Fascination as a Spiritual Practice.


This photograph is one of many I have taken, somehow trying to capture the inner disposition I feel when I catch sight of the little birds that sit among the Wisteria branches. The view is one I see every day as I sit in my basement study. I have an old blue and yellow striped armchair, crackly stuffed with something rigid and post war, it keeps me upright as I try to mediate. All the methods, following the breath, centring prayer, stillness exercises, guided mediations are like this armchair; well stuffed and giving uprightness, but they fall away when I see the Robin perched on a branch – nippingly picking out seeds from the feeder. His daintiness and delicacy capture my attention as the downward dip of the float catches the anglers breath. Then I see the Chaffinch waiting to go through the same tiny pecking rigmarole.

I began a six month sabbatical in January 2010 and expected to dive into the poetic life with all the prolific vigour that I sensed was pent up, explosively, inside me over my 50 years of living. The waves of self-disappointment were relentless in the first month because all I wanted to do, as I found the pluck to admit it, was watch the little birds.

I developed a cornucopia of feeders, I chased the squirrels on regular basis, I kept them topped up, and I allowed my fascination to grow. I didn’t, nor do I now, feel the need to twitchily name them, I do have a little guide book for the ones I don’t know by name. But I do, with an aching longing, want their world, almost totally uninterested in my human milieu, to become part of mine.
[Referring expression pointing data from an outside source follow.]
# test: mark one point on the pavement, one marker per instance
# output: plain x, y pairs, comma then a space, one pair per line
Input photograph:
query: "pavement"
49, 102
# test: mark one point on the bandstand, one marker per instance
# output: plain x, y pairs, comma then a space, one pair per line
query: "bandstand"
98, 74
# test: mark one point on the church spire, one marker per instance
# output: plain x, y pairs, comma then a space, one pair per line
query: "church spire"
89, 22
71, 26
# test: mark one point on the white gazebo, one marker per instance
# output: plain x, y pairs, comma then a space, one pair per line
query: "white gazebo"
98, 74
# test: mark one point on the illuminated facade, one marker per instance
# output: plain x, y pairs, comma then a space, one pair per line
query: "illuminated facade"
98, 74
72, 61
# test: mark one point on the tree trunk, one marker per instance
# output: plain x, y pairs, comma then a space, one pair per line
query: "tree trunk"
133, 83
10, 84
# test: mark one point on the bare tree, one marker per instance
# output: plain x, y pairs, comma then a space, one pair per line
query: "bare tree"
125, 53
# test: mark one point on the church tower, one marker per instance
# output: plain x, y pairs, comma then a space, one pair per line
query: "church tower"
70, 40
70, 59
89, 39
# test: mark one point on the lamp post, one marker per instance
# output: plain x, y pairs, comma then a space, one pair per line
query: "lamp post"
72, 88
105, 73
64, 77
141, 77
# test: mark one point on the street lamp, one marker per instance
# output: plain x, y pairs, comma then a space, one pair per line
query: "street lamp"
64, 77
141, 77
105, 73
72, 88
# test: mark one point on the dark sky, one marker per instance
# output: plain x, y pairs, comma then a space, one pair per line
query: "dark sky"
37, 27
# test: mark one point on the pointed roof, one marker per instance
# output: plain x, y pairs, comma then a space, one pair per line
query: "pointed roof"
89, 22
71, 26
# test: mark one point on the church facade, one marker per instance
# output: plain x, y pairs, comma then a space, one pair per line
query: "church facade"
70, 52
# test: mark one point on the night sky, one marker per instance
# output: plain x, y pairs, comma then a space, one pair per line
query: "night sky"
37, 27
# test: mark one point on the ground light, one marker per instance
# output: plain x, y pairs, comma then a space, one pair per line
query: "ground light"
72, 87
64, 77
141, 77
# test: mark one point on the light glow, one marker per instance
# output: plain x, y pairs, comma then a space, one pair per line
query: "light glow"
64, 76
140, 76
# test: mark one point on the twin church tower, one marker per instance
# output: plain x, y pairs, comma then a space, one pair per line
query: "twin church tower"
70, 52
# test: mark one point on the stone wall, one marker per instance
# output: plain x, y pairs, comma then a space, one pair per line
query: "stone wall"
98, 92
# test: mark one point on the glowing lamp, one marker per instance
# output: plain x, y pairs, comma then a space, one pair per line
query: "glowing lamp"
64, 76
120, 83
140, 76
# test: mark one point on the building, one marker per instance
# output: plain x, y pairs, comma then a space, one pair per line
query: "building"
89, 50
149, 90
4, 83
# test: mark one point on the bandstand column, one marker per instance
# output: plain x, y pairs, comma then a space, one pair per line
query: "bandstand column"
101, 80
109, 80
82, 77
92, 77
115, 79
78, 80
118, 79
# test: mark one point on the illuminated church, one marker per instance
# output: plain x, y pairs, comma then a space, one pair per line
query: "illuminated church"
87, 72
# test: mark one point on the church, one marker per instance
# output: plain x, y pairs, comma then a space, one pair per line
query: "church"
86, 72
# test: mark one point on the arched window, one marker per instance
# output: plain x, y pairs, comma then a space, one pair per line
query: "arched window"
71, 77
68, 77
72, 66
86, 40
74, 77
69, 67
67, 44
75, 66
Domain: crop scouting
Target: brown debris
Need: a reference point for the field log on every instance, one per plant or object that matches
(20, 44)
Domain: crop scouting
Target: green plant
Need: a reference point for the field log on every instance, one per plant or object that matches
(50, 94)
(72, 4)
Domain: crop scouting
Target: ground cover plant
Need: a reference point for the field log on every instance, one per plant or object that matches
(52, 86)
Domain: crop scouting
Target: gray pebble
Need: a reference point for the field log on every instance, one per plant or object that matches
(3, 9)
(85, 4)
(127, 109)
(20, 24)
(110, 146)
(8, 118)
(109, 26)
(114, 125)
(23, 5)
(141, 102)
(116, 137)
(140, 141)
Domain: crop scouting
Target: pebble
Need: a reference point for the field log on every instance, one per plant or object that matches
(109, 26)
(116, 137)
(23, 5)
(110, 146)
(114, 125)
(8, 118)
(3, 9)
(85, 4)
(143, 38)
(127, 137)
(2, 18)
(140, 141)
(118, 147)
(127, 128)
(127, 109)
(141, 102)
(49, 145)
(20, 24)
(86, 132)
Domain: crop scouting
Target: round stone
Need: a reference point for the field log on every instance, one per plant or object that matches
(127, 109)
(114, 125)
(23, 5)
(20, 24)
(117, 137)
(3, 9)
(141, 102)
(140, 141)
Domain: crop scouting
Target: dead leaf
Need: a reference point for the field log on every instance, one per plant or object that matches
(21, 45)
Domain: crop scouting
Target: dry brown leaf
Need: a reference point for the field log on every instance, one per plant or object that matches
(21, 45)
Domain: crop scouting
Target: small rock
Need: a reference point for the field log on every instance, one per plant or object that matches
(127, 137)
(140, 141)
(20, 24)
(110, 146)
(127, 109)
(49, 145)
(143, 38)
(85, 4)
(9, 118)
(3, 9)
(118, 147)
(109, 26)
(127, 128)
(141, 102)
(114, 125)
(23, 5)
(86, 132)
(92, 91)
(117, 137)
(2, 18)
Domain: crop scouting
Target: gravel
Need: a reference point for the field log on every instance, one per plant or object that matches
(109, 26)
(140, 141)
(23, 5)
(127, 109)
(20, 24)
I am after all an animal.

In a book called Becoming Animal by David Abram he quotes a Canadian poet – Robert Bringhurst :

A Quadratic Equation

Voice: the breath’s tooth.

Thought: the brain’s bone.

Birdsong: an extension

of the beak. Speech:

the antler of the mind.

These words capture a little of what my fascination has taught me of the last five years. Firstly, I can trust my deepest instincts, even when they seem to go against the ought to’s , should do’s, must be’s that my rational mind scourges me with.  Secondly, the pleasing of the heart and body will lead the mind to a submissiveness to what is, and what is, is in fact, all we have! These words of David Abram put it all far more lucidly than I can.

‘Owning up to being an animal, a creature of earth. Tuning our animal senses to the sensible terrain: blending our skin with the rain- rippled surface of rivers, mingling our ears with the thunder and the thrumming of Frogs, and our eyes with the molten grey sky. Feeling the polyrythmic pulse of this place – this huge windswept body of water and stone. The vexed being in whose flesh we’re entangled.

Becoming earth. Becoming animal,. Becoming in this manner fully human.’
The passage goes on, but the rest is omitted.